I write this letter to each and every one of my Single Sistas to encourage and lift your hearts, minds and spirits to let you know that being single is not a curse; but it is a celebration of a season often short-lived and over looked by seeking out a relationship. As I write this letter to all of you I want to let you know that this time of singleness that you have is a gift that should not be taken lightly. Your season of singleness has a distinct purpose, and it is not to seek a relationship with the immediate hopes of marriage, but it is to build a profound, individual and distinct relationship with your Creator and yourself. This is the time in your life where you can discover who you are, why you were created, and what you should be doing at this particular time in your life.

Being single is a valuable journey in life we often take for granted because we have often been led to believe that if we are not in a promising relationship, engaged or married by a certain age then something must be mentally, physically or emotionally wrong with us and our value as an individual seems to decrease.

However, what many people fail to realize is that being single is a part of life that should be celebrated and honored as much as marriage. This stage in life should be celebrated as much as marriage because this is the time of life where the knowledge of who you are as an individual grows daily. This is the time where you find out who you truly are and stand firm on that knowledge so when the time comes for a relationship you will remain who you are and not morph into who someone else wants you to be.
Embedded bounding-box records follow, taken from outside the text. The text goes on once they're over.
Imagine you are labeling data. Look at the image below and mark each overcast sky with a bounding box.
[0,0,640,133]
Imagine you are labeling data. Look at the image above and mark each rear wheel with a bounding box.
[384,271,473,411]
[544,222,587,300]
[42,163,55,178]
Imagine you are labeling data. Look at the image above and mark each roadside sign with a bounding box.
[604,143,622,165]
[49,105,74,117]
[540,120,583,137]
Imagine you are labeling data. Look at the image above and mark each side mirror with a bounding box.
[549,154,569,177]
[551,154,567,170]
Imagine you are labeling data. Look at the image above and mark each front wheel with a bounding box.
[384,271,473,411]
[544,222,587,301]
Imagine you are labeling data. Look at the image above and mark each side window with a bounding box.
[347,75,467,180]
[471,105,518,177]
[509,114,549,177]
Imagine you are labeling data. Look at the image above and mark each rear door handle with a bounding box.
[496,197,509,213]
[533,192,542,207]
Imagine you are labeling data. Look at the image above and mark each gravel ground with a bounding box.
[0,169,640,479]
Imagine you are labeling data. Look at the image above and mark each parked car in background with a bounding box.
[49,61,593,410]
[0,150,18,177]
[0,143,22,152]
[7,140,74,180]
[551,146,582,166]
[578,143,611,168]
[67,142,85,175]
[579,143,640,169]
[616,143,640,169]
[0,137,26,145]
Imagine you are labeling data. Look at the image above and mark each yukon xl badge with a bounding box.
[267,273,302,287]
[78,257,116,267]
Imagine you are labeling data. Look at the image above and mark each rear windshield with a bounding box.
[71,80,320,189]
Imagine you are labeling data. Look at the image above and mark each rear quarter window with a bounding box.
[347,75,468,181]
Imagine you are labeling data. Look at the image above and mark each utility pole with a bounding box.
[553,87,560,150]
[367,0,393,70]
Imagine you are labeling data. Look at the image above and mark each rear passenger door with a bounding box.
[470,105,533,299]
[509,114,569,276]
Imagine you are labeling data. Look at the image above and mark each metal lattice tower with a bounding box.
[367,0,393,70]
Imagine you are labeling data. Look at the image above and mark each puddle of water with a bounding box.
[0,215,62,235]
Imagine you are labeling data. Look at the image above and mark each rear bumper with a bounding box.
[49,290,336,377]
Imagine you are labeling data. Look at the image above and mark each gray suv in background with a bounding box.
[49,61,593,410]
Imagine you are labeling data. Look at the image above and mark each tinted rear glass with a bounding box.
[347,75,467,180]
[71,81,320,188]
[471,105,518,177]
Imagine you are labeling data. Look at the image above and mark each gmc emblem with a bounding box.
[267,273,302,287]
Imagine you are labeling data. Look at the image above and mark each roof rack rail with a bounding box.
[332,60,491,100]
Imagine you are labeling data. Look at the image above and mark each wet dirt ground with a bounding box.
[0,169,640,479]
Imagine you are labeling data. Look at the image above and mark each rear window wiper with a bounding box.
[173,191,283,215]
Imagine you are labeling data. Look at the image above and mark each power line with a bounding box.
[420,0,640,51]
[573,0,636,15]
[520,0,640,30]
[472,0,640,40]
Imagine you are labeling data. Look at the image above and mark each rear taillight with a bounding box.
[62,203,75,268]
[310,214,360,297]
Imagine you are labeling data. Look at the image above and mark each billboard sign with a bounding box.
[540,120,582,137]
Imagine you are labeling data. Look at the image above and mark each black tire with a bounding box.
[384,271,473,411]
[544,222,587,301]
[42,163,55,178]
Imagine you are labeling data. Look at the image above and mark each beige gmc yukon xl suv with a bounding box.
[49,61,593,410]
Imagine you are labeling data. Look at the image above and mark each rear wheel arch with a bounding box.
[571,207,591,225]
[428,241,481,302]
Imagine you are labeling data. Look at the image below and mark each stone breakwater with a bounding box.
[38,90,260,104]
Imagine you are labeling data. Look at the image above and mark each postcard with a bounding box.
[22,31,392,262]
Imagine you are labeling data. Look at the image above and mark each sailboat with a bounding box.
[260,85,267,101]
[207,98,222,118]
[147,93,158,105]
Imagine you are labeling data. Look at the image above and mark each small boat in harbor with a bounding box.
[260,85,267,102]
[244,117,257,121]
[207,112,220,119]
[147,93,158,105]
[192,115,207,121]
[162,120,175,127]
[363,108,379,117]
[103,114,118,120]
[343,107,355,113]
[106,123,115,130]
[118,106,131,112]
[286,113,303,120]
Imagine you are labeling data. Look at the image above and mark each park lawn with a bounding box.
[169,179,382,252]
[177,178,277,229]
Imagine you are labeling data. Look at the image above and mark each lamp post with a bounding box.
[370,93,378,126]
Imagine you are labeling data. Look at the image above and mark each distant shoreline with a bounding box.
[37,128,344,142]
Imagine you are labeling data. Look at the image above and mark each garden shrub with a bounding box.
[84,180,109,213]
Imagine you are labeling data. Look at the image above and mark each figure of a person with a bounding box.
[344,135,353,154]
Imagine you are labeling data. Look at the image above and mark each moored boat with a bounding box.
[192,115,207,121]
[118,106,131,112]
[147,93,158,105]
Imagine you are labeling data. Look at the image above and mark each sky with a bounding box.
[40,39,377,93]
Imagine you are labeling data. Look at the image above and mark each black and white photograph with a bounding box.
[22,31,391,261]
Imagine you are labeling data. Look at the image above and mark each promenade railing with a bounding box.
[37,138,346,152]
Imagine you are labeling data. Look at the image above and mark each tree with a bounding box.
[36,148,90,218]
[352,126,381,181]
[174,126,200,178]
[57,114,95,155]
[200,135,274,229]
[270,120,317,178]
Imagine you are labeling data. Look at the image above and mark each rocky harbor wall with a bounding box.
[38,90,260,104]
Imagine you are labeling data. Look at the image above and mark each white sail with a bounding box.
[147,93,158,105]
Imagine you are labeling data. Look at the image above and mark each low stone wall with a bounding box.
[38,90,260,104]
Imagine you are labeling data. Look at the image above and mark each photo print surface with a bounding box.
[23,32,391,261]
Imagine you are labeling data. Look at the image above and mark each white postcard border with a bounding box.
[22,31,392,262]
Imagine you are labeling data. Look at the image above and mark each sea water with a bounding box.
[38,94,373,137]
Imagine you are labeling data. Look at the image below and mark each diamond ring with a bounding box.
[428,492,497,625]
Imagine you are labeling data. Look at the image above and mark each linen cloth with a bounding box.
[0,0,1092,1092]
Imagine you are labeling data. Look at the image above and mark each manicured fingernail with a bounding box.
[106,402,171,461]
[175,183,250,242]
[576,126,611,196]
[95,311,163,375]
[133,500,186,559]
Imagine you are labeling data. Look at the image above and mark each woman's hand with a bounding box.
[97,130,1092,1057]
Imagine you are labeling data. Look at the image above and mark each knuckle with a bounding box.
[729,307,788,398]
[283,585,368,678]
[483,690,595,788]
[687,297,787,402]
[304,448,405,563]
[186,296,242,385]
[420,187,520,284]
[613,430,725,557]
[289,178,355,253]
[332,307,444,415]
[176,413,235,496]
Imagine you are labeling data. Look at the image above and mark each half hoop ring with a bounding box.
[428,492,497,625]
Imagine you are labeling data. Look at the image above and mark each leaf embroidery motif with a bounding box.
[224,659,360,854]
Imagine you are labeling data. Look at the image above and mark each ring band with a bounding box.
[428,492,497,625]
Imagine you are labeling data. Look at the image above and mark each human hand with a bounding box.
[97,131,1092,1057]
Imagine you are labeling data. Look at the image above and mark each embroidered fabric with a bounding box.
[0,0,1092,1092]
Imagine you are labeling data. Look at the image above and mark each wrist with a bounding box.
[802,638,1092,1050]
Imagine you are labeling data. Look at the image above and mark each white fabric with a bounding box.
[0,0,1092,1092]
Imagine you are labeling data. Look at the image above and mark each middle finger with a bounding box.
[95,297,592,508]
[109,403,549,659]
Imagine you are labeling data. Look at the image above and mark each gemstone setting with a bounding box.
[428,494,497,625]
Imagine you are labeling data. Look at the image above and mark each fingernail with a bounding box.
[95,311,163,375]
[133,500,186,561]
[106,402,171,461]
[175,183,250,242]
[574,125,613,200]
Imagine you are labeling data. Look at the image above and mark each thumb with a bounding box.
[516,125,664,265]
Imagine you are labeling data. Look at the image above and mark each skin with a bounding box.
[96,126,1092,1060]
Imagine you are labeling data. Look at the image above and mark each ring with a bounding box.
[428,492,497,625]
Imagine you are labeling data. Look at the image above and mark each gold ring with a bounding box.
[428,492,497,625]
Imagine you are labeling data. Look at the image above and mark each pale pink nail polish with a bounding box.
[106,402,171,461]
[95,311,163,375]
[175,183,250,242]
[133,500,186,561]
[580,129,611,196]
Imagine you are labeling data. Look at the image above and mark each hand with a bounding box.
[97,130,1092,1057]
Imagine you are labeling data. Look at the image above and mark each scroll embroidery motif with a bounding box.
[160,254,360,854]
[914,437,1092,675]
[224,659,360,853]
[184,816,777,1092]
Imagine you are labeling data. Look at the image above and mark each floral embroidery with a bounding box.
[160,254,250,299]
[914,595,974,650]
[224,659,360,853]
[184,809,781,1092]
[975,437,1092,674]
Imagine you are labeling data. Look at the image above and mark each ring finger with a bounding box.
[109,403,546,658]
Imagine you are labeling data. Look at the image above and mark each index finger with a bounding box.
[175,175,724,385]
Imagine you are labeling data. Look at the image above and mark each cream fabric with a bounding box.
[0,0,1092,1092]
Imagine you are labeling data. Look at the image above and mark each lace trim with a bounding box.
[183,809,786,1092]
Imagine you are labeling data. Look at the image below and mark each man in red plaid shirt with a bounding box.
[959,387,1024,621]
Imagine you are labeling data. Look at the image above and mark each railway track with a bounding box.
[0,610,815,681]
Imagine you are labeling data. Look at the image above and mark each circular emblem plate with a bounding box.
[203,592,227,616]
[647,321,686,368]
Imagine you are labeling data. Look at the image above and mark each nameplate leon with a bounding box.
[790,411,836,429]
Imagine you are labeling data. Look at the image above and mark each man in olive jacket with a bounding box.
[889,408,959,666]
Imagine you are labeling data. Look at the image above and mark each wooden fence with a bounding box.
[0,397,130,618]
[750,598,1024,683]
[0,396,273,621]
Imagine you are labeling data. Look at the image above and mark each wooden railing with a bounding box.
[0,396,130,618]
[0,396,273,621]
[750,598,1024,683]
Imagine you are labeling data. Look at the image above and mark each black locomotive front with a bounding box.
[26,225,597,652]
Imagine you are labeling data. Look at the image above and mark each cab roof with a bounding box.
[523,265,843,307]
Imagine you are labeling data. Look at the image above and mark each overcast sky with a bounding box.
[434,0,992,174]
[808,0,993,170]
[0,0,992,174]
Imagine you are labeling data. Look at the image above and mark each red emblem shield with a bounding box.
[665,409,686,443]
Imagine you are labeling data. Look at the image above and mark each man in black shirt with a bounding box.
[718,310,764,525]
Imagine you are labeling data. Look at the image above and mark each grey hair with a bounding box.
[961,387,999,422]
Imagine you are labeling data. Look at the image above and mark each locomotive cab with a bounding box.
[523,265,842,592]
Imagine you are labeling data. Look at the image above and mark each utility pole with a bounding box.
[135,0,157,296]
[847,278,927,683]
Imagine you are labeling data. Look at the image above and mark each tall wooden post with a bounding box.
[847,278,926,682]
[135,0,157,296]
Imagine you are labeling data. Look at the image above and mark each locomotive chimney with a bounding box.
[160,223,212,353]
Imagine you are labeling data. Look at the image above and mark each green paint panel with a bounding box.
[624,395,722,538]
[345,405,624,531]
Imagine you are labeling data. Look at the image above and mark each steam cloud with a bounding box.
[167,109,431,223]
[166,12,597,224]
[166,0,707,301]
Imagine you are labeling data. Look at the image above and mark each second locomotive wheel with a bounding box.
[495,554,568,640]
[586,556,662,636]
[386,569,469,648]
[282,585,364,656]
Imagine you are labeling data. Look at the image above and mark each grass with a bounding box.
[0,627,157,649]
I know it gets hard sometimes when we see couples holding hands, walking, and out on dates; and I know it is particularly hard when a friend or family member gets engaged and asks you to play a part in their wedding festivities! I also know it’s hard when we see a woman who is not half the woman we (you) are with not only a fine man, but a good one! Hell, it’s even hard to see Facebook and Twitter posts about someone recently engaged to be married! I know all of these things are difficult because as I write this letter to all of my Single Sistas, I am writing it to myself as well.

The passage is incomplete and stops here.